I had issues too with the characterisation, not so much with Prenna and Ethan (although Prenna was a little inconsistent) but with the secondary characters. The leaders of Prenna’s community are obviously asshats, and are clearly supposed to be the bad guys but there’s just no depth to them., you don’t get to find out enough about them or what they’re doing or why. To get behind Prenna’s fight you kind of need to know what and who it is she’s fighting against. And you don’t. And the big show down, the whole good versus evil thing towards the end of the book is such a letdown – because of that, because these characters have no depth and as far as we can see are evil just for the sake of it. 
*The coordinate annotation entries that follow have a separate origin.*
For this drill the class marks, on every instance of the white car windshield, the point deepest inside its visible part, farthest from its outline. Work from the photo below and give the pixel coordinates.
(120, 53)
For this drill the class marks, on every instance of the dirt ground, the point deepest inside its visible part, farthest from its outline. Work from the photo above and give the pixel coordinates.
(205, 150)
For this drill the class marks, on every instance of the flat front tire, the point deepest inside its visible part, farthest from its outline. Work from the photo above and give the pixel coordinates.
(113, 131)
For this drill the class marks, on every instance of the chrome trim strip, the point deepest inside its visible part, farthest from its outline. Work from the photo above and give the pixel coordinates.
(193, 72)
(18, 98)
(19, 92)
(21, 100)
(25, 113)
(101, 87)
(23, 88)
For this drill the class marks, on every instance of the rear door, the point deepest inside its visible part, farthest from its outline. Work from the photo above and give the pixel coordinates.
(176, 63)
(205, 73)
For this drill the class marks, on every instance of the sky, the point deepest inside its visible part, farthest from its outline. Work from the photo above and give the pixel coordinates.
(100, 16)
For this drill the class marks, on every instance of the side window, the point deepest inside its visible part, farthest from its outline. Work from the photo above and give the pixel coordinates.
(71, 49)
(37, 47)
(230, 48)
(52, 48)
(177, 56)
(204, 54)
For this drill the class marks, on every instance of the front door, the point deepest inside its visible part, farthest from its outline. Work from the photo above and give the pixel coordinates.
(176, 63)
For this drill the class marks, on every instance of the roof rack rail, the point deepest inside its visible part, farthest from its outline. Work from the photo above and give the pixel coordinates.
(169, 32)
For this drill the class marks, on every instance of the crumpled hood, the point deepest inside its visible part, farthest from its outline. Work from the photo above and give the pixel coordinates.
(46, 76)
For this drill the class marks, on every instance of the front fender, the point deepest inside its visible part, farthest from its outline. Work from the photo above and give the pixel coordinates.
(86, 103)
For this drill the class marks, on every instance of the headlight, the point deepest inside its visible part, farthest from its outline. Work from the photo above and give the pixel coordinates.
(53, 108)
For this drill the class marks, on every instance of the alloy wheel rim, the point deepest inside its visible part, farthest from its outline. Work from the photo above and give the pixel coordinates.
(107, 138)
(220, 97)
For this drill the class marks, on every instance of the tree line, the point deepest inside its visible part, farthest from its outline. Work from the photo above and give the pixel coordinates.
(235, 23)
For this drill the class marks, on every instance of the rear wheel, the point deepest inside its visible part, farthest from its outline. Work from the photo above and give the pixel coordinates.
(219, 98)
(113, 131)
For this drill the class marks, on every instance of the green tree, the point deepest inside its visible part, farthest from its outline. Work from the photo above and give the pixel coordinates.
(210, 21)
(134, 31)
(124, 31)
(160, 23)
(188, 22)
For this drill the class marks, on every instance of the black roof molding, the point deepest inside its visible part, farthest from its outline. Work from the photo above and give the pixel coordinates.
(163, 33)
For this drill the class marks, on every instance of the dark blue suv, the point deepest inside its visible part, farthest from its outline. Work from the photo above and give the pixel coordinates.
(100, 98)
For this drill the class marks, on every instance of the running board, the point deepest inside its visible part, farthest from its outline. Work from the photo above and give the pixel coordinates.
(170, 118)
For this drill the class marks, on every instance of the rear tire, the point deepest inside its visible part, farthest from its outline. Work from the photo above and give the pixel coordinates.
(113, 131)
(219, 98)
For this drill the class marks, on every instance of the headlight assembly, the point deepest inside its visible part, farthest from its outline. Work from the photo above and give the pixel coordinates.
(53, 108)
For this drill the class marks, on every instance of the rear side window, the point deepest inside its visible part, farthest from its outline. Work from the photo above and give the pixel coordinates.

I kind of felt like Brashare just doesn’t care that much – why not flesh things out further if she does. Tell me more about time travel, tell me about the effects of messing with the timeline, tell me more about this plague and what the time travellers hoped to achieve by going back 88 years, make your bad guys into fully realised characters instead of these one-dimensional people that take away from your story rather than adding to it. Make me care, I guess. The world is going to be hit by an environmental catastrophe in 84 years unless something drastic happens – make me care about that instead of just whether or not Prenna and Ethan get together in the end.

I guess, for a teen romance with a bit of a twist, it was good but when you consider it could have been so much more, it could have been an engaging and exciting story, it only reaches okay and that made it disappointing.


I received an early copy of The Here and Now via NetGalley in exchange for an honest review.